Firstly, focus on the end-results of the study and how graphs should look and be presented. Work retrospectively from there before writing the clinical study protocol.
Secondly, don’t leap from graphs to protocol writing. Testing the data collection methods and forms can increase the efficiency in writing the protocols. This results in less time spent on writing the protocol. By first creating the forms and designing the study flow, less time is spent on defining it as the whole set up can be visualized. Additionally, early test and setup design result in fewer amendments throughout the study course.
Lastly, the study endpoints become clearer. Your data collection will represent endpoints that mirror your study-specific requirements. Not results from the adjusted protocols from a previous study, or from a protocol template.

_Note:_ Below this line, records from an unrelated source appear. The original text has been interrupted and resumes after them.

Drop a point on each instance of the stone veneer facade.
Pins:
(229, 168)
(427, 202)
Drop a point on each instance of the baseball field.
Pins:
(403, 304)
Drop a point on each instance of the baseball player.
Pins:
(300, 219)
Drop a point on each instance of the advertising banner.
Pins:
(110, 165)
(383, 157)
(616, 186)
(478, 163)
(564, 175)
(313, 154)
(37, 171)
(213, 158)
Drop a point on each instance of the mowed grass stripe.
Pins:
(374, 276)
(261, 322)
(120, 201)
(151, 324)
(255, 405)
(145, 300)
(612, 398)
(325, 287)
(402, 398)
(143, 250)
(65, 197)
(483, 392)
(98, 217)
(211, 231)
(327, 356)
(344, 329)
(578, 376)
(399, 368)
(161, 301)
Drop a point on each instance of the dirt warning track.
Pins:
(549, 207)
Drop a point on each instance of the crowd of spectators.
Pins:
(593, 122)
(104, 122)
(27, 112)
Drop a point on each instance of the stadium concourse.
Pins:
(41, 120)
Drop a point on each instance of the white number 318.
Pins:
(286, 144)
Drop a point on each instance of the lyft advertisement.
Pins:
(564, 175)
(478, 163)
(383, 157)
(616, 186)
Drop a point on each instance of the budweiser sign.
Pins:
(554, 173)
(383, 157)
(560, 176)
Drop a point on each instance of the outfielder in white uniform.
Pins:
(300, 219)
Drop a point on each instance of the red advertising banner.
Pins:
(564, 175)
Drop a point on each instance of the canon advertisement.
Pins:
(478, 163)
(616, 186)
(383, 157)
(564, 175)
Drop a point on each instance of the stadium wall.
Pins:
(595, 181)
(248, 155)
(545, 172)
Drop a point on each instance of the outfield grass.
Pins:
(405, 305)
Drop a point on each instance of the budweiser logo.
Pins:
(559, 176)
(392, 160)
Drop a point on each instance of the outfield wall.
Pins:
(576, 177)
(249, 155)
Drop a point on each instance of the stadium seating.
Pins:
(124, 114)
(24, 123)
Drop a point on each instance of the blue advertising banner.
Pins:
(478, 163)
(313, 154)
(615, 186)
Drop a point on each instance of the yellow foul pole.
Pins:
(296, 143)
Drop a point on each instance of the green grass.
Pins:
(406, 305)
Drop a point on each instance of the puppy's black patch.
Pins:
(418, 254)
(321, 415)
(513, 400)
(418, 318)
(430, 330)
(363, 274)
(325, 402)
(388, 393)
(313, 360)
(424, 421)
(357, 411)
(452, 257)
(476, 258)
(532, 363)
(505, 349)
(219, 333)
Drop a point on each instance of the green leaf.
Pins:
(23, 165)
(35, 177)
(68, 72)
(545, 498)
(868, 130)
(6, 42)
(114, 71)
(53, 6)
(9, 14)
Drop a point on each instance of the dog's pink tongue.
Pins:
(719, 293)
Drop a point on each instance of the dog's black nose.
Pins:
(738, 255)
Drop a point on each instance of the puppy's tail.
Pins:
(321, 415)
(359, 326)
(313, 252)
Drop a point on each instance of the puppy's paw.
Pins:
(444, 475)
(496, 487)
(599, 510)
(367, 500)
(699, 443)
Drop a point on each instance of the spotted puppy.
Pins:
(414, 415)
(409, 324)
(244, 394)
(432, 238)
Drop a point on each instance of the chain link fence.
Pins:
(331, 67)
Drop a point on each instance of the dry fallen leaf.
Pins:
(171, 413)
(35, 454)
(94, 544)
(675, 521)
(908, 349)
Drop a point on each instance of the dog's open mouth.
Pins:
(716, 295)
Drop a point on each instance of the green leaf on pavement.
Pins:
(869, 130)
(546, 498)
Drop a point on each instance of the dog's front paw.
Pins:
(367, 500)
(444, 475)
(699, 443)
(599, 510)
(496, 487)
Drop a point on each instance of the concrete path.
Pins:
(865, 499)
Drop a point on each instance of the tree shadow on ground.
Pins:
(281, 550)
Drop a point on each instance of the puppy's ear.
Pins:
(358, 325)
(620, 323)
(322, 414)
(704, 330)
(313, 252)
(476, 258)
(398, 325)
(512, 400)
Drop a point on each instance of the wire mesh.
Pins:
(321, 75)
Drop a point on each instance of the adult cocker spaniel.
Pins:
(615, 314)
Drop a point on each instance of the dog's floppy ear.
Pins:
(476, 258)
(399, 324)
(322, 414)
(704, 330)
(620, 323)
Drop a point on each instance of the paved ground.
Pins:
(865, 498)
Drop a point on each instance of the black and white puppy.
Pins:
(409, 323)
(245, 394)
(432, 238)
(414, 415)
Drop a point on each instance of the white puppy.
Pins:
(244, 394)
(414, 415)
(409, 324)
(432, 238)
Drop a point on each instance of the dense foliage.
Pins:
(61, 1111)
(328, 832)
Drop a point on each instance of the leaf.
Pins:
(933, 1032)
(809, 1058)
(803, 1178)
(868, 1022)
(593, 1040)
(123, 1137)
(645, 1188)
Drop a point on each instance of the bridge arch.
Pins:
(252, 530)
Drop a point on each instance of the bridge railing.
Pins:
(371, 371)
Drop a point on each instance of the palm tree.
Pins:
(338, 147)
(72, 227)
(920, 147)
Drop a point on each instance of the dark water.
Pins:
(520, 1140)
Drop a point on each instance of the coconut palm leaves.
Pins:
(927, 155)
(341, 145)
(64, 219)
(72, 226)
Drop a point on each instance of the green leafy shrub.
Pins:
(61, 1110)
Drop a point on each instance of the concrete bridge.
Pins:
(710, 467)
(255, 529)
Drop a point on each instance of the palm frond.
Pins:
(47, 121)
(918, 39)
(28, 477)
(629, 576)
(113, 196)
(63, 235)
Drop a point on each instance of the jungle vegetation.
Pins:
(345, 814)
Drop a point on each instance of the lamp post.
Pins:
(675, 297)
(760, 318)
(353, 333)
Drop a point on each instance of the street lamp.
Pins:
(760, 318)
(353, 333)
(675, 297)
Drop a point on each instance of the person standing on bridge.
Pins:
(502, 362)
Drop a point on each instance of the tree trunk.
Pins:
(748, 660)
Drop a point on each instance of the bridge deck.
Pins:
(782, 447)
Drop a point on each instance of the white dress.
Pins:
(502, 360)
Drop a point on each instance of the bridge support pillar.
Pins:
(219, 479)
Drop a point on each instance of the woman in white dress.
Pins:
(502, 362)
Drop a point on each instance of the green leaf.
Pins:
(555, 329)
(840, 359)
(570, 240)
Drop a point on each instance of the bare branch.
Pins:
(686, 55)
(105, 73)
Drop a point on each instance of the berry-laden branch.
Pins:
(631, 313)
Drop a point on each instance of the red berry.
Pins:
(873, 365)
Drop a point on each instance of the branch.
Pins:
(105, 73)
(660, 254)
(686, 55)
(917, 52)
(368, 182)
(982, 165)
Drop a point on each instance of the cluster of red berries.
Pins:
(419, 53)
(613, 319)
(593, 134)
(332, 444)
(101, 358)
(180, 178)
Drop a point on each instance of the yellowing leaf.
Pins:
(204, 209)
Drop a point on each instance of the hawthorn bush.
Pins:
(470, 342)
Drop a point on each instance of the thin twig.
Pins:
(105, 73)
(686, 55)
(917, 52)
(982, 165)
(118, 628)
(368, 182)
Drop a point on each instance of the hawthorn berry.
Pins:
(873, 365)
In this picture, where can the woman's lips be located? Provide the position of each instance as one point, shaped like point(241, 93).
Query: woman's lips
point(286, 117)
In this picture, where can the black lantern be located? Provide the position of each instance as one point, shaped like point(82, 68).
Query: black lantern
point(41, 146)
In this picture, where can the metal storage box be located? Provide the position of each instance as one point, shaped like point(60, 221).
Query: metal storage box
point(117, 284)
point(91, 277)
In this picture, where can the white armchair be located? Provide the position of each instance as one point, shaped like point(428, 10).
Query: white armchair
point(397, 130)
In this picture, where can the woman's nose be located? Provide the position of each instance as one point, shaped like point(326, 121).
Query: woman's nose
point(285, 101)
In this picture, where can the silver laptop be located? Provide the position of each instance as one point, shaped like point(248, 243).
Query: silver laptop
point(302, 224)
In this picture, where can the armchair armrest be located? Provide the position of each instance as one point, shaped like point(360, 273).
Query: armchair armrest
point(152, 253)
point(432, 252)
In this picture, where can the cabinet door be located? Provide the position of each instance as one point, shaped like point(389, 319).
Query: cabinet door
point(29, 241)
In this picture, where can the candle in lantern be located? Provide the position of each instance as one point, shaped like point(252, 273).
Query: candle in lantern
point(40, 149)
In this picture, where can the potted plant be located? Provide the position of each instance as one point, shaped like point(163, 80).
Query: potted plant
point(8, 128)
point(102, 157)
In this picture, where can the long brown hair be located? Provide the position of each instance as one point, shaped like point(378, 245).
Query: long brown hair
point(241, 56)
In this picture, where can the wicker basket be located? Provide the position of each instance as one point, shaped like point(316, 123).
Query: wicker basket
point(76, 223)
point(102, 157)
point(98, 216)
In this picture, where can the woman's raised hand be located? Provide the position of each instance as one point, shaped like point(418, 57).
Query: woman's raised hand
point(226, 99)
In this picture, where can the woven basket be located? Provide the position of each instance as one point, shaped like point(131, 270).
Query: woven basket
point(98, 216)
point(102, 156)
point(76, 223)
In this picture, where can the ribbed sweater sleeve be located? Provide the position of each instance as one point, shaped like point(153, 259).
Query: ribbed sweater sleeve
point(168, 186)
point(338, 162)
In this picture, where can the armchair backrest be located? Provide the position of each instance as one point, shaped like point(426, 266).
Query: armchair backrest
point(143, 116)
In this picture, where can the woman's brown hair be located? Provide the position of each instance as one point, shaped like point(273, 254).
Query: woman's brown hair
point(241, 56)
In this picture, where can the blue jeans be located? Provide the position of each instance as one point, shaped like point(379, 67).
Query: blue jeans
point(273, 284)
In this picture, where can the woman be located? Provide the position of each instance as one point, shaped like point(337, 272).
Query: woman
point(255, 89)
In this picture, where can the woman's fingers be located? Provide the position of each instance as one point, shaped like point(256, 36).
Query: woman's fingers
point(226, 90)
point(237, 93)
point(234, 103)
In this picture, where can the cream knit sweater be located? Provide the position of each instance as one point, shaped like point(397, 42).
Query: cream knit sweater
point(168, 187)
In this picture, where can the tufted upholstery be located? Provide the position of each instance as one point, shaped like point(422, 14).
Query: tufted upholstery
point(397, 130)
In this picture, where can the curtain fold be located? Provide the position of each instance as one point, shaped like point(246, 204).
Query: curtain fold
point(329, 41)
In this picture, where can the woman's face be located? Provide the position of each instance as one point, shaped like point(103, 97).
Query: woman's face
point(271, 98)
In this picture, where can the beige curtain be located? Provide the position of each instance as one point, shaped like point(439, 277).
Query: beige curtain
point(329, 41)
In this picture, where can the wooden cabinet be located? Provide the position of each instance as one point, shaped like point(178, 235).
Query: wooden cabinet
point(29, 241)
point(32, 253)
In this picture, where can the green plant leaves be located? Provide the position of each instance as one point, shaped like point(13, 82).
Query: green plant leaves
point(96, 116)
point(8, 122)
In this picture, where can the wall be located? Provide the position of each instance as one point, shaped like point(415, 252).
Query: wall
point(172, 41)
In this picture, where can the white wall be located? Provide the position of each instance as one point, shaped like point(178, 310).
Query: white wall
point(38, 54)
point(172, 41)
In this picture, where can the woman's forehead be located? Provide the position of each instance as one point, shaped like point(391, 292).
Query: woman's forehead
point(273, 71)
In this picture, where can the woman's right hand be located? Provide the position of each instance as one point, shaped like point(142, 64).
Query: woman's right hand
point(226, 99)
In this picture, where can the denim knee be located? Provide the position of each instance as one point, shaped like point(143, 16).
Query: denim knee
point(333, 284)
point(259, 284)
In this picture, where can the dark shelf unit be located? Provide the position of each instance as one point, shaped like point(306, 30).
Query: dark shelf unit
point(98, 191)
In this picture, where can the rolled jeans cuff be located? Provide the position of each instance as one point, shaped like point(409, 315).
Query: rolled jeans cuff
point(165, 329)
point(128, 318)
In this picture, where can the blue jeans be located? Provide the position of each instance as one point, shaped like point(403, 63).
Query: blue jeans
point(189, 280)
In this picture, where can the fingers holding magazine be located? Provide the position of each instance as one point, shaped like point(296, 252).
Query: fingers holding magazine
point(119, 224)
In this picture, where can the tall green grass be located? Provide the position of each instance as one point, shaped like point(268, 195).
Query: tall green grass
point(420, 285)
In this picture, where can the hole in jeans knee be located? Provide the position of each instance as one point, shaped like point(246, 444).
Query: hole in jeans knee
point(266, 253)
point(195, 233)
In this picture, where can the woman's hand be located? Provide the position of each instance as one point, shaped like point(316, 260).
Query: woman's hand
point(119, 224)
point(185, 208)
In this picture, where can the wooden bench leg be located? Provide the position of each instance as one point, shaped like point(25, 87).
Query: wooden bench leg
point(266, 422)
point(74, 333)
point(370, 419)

We’ve seen too many cases of a waterfall process, where older protocols end up being mirrored for an upcoming study. This results in unclear results and often useless data.
#3 Design better forms
Why design better forms?
There are no benefits from electrifying paper. Paper and electronic systems, or electronic case report forms (eCRF) and electronic patient reported outcomes (ePRO) look and function differently. By modeling paper or analogous forms, we neglect the advantages of the digital solution.
We need to collect more quantifiable data. Quantifiable data is important when applying statistical methods to collected data, but people often end up collecting a lot of free text and other misleading data that doesn’t help.
In today’s data hungry and highly-regulated medical device business, it’s not sufficient to only optimize a part of the clinical evidence process, such as only data collection. The way we plan and conduct clinical investigations for medical devices must be adjusted to 21st century standards. This means that we have to look at all parts of the process, including the way we communicate.
MEDEI is working with medical device manufacturers who have applied these principles into standard workflow. As a result, they have cut down on the time spent on planning clinical studies from months to weeks. Employees have improved collaboration and communication, which also results in less stress and fewer delays.